Sunday, May 22, 2011

 

Institutional Factors Keep Obama The Favorite

President Obama seems like a near lock for re-election... Or so it would seem given that potential Republican candidates are dropping out of the race quicker than they can say "Reagan".

An often cited reason for Obama's great chances is that first term Presidents for a given party's term (so George H.W. Bush was actually the third term of a Republican administration) almost always win re-election. But is this true? Is another factor helping him?

The best way to understand whether or not Obama is aided by being a first-term President is to model past election results.

Alan Abramowitz's "Time for Change" model attempts to achieve this task. Utilizing second-quarter GDP growth in the Presidential election year, Presidential approval in the second quarter of the election year, and a dummy variable (1 or 0) for whether the party in the White House has completed 1 or more terms, he finds that the term variable is very important.

In fact, President Obama is estimated to garner 4.4% more of the popular vote than he would if his party were in its second term in the White House for a projected percentage between 53-54%.

Abramowitz's model, however, as good as it is at predicting, is not a straight fundamental model. The Presidential approval term can encompass many variables (wartime fatalities for instance) and does not explain the "fundamental" cause of disapproval of the President's job.

To test whether Abramowitz's results on term of the party in the White House hold true in a totally fundamental model, I turn to Douglas Hibbs' well-respected fundamental model based off of 15 elections worth of weighted real disposable income growth per capita (DPI) and fatalities in aggressive foreign wars* over the Presidential term.

We find that the addition of the variable for term of the party controlling the Presidency (0 for 1st, 1 for 2nd or later) does have a statistically significant impact (at the 90% confidence interval) on Hibbs' model. Given the current and projected state of DPI for a weighted value of 1.18 (see this post for more on economic projections), Obama is estimated to receive 51.6% of the two-party vote.

If 2012 was the end of the second or later term of a Democratic administration, Obama's estimated vote percentage would be 49.3%. The effect of the term variable seems less than the Abramowitz model, but enough to turn Obama from an underdog to a favorite.
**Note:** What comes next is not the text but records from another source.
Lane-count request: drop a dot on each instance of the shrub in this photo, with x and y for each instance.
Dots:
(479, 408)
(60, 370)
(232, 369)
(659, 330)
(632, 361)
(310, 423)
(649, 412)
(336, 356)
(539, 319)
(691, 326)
One other factor that some argue is helping Obama's re-election chances is the Republican House. Regardless of the ideology of this Republican House, the center of the American electorate seems to like divided government.

Plugging an ordinal variable (0 for no, 1 for half, 2 for yes) into our reformed Hibbs' model (with term of the President taken into account), we can reestimate our model to test whether or not Congressional control by the President's party adds to our ability to explain past Presidential election results.

It turns out that when President's party controls Congress, it hurts the incumbent's party chance of re-election to the White House. This effect is statistically significant at the 95% confidence level and makes the term variable have a greater affect and is more significant. This new model has an in-dataset margin of error at 95% confidence of 3.3% and explains 92.9% of the past 15 Presidential elections.


Our re-estimated model controlling for Congress projects Obama to win 51.8% of the two-party vote (little different from 51.6% for the model without a variable for Congressional control).

If, however, the Democrats controlled all of Congress (2 for yes) instead of half of it (1), Obama's predicted percentage would drop to a calculated 50.2%. As the table below illustrates, his projected vote would drop to 46.1% if this control of Congress were combined with a second (or later) White House term.


As it is, Obama looks to be a favorite, but his election is not assured even given his term and split control of Congress. The few Republican challengers left in the race have a decent shot of winning and even better chance if the economy does worse than forecasted.

*The variable takes on a value of 0 in 2012 because the war must be started by the current President's party.

Comments:
Nouns trump adjectives.Ignore (American Presidential) and go with National Leader Elections and then you find a rich host of data. Since 1960, after incumbent party change, The Anglos (usa,uk,can,aus,nz)have re-elected all first termers except 5. An ancient, decrepit Nash (nz) and 3 done in by Opec within 18 months of a price rise:Heath,Carter,Clark. Trudeau came to power in 1980 and the liberals lost after one term but in effect they had been in power for 16 years so the real total is 4. In the Economist magazines' Democracy Index, all first termers got re-elected in the last cycle. If you want a long email I can send. The bottom line is the 2012 election was decided when Mcain was nominated since he was too old and decrepit to win, as viewed in a rich data international set! Thus Obama won in 2008 and won the 2012 election since elections are almost always won 2 at a time. Like all analysis, yours likely suffers from a false premise: You need to know the country in which the election is taking place. You probably do not need to know this in most cases!